The title is self-explanatory, so let’s dive right in. . .
5. Jason Garrett is improving as a play-caller.
There is no doubt that Garrett’s play-calling can become extremely predictable at times. I’ve already shown how Garrett’s 2010 playaction pass calls and lack of counters hurt the team in 2010, and I’ve discussed the “Double Tight Strong” play-calling ad nauseam.
But Garrett also improved in a number of areas last season. The Cowboys ran less draw plays, used fewer motions, ran weak side more frequently, became less predictable on second down, and were more efficient on initial drives–all areas of concern heading into the season, and all areas in which Garrett excelled.
As I wrote in my USA Today article on why Garrett is the right man for the Cowboys’ head coaching job, “It isn’t what Garrett is that should have the Cowboys and their fans so excited, but rather what he will be. He’s young. He’s aggressive. He’s confident.” Most importantly, he’s adaptable–it is Garrett’s ability to evolve which will have the Cowboys thriving sooner rather than later.
4. The Cowboys were slightly “unlucky” in 2010.
In my site bio, I wrote:
As a self-proclaimed “numbers guy,” I have always been fascinated by the way mathematics and statistics, if used properly, can thoroughly explain seemingly complex phenomena. Like the motion of the planets or the path of an ant, I truly believe football can be perfectly represented by numbers.
One formula that has always intrigued me is Pythagorean Win Expectation. Like many of the stats I use, it originated in baseball. When adapted to football, the formula predicts the number of wins a team “should” have given their points scored and allowed. Pythagorean Win Expectation is a far superior tool in forecasting a team’s future record than even their past record. This is because it takes “luck” out of the equation.
In football, the formula is PF^2.37/(PF^2.37 + PA^2.37). Why an exponent of 2.37? I’ll take the pragmatic stance and say “because it works.” There’s nothing “magical” about 2.37–it simply has been proven more effective at predicting future records than 2.00 or 2.50, that’s all.
When we calculate the 2010 Cowboys’ Pythagorean Win Expectation based on their points scored and yielded, we see that they “should have” had a win percentage of .440–equivalent to 7.04 wins. This isn’t significantly superior to the six wins they recorded, but it’s still interesting to know the team’s six total wins isn’t perfectly representative of how they played.
3. Rob Ryan’s innovative defensive schemes will dramatically alter the Cowboys’ defensive efficiency.
A few weeks ago, I detailed how Ryan’s schemes will affect the Cowboys’ defensive success in 2011. In that post, I was particularly interested in Ryan’s “Nickel” and “Psycho” fronts (below).

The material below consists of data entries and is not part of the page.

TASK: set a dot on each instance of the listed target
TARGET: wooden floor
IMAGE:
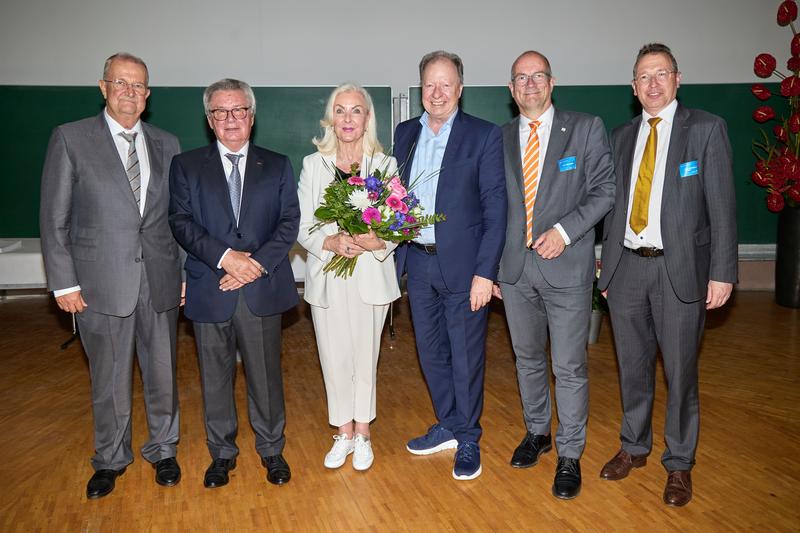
(747, 475)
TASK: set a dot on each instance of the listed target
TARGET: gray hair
(125, 56)
(328, 144)
(655, 48)
(540, 55)
(431, 57)
(229, 84)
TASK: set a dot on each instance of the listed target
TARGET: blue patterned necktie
(235, 185)
(132, 166)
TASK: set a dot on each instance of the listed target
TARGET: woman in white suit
(348, 313)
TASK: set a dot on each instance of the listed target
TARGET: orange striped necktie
(644, 181)
(530, 175)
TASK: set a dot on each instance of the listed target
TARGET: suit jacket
(374, 272)
(471, 193)
(203, 222)
(92, 232)
(575, 197)
(698, 213)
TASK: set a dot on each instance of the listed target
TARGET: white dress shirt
(545, 125)
(650, 237)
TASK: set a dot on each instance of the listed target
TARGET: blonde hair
(328, 143)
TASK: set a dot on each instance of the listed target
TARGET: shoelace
(467, 452)
(567, 466)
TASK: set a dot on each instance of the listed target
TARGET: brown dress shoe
(678, 491)
(621, 464)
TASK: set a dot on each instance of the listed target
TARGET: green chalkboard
(286, 120)
(616, 104)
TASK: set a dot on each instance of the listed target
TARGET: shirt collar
(545, 120)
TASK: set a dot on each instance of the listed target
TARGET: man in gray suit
(669, 254)
(110, 258)
(560, 183)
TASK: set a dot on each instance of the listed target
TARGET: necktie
(530, 175)
(235, 184)
(644, 182)
(132, 166)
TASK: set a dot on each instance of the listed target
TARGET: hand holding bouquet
(379, 203)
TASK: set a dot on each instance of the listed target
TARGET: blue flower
(373, 183)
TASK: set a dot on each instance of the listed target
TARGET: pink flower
(397, 187)
(396, 203)
(371, 216)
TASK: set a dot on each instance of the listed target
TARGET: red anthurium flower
(787, 12)
(760, 91)
(763, 114)
(790, 86)
(761, 178)
(775, 202)
(764, 65)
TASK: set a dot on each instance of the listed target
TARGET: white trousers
(349, 339)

I love these concepts because they implement a defense’s premiere pass-rushers. In a game that is creeping toward a 70 percent pass rate, these may very well be the alignments of the future.
In addition to unique alignments, Ryan figures to bring more zone blitzes to Dallas this season. This should allow the defense to apply more pressure without becoming extremely vulnerable in the secondary.
2. Tony Romo will be back and better than ever.
Despite “poor” play in 2010, the quarterback was still on pace for a career-high 69.5 percent completion percentage, and his 94.5 passer rating was right on par with his career average. That passer rating came in spite of a pedestrian 11:7 touchdown-to-interception ratio–one of the reasons I provided him with a “B” in my 2010 Quarterback Grades.
To excel in 2011, Romo will have to improve in non-blitz situations. My recent study on Romo vs. the blitz suggested that he is a premiere quarterback in the face of pressure, but just average when teams sit back in coverage.
1. The pressure is off.
The Cowboys have played notoriously poor in high-pressure situations. Last year, they entered the season as the favorite to win the entire NFC and participate in a “home” Super Bowl. The pressure clearly got to them.
This season, expectations are low. The ‘Boys have plenty to prove. Are they simply a collection of talented football players, or are they an elite team? They should come out firing with their backs against the wall and nothing to lose.
Nonetheless, at some point, this team will need to learn to win when they are supposed to win. The underdog role will eventually wear off. Will the Cowboys fold under the pressure or finally live up to their potential? For the reasons I’ve listed above, I believe it will be the latter.